Não sofri carência material, e nossa casa, com seus serviçais, reproduzia o ordinário de vida dos que eram significativamente chamados de “remediados”. Gente que o realismo de vovó Emerentina dizia ser parte de uma “pobreza envergonhada” porque não podiam usar sapatos furados, tinham contas a pagar e manter um estilo de vida de molde aristocrático.

Ouvi, é claro, histórias de funcionários públicos que “roubavam”, por oposição à honestidade canina da família, que recusava seguir o caminho da “política” — uma dimensão destinada a seduzir, enriquecer e eventualmente desmoralizar.

Vivi, pois, comendo o que havia na mesa. Não poderia jamais imaginar que os “remediados” de hoje levariam seus mal-educados filhinhos à Disney, enquanto meus cinco irmãos e eu íamos, no máximo, ao cinema.

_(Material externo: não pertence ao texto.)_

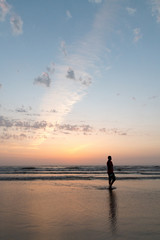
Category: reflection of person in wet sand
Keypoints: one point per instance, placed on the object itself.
(113, 211)
(110, 171)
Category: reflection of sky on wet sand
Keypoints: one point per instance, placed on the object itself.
(69, 210)
(113, 211)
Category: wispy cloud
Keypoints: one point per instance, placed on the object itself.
(44, 79)
(156, 9)
(4, 9)
(70, 74)
(18, 129)
(75, 70)
(131, 11)
(15, 20)
(16, 24)
(137, 34)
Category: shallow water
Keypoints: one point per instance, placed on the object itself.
(69, 209)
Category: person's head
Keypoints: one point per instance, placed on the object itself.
(109, 158)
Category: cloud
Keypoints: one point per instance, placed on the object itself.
(137, 34)
(68, 14)
(51, 68)
(21, 110)
(15, 20)
(4, 9)
(44, 79)
(74, 72)
(156, 9)
(95, 1)
(70, 74)
(131, 11)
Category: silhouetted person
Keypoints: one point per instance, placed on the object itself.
(110, 171)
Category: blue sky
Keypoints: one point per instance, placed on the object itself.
(79, 80)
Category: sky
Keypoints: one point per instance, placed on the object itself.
(79, 80)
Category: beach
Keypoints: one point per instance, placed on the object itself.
(79, 208)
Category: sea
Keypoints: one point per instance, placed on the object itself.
(53, 173)
(74, 202)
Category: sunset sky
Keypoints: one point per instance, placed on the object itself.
(79, 80)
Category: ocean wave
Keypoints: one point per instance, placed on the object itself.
(30, 173)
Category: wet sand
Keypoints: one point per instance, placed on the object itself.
(66, 210)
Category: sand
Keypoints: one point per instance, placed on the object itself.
(66, 210)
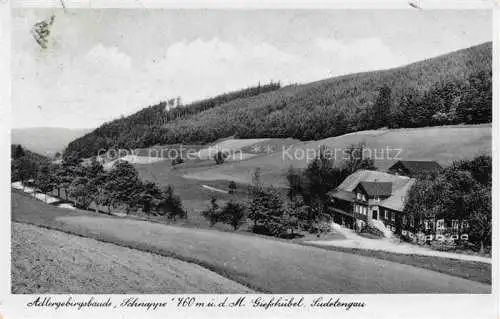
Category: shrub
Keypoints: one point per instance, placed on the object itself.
(233, 214)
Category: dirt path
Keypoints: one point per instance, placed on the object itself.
(49, 261)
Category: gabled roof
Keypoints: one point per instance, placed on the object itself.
(373, 189)
(418, 167)
(400, 187)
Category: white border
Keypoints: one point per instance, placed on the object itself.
(379, 306)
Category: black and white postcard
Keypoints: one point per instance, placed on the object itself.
(242, 159)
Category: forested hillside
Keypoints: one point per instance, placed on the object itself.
(450, 89)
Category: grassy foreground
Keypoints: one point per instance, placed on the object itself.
(261, 264)
(49, 261)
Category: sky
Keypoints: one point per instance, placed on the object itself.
(101, 64)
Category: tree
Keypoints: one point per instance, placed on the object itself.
(220, 157)
(171, 204)
(64, 175)
(23, 169)
(232, 187)
(123, 185)
(233, 214)
(381, 107)
(18, 152)
(356, 159)
(479, 207)
(266, 210)
(44, 179)
(149, 196)
(213, 213)
(82, 191)
(294, 178)
(177, 160)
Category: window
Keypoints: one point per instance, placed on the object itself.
(465, 224)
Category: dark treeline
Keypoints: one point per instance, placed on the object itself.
(147, 127)
(450, 89)
(90, 185)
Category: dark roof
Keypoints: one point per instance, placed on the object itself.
(416, 167)
(342, 194)
(377, 188)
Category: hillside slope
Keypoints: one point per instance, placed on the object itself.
(442, 144)
(450, 89)
(46, 140)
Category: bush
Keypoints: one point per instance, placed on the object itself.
(220, 157)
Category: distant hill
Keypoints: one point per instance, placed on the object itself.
(46, 140)
(453, 88)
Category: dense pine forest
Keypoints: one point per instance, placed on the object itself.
(450, 89)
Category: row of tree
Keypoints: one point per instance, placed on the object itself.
(86, 185)
(451, 89)
(304, 205)
(461, 192)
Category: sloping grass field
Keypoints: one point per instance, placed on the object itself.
(261, 264)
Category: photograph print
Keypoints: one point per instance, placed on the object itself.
(285, 151)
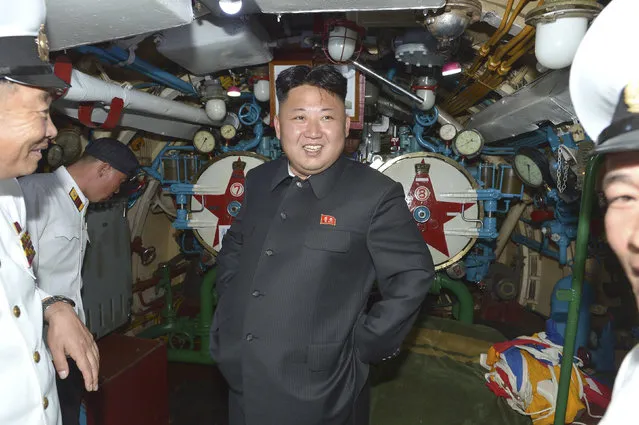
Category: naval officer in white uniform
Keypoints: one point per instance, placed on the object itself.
(28, 394)
(56, 208)
(604, 88)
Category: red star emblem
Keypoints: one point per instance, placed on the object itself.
(227, 205)
(431, 214)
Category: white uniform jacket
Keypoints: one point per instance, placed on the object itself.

Vivi num mundo com larápios mas sem “corruptos”. Alguns dos quais eram conhecidos e compadres. Arrumavam-se pelos laços pessoais chamados de “política”, e era inimaginável que um partido de esquerda viesse a engendrar um sindicato do crime composto por controladores do patrimônio do país e alguns empresários ousados e canalhas.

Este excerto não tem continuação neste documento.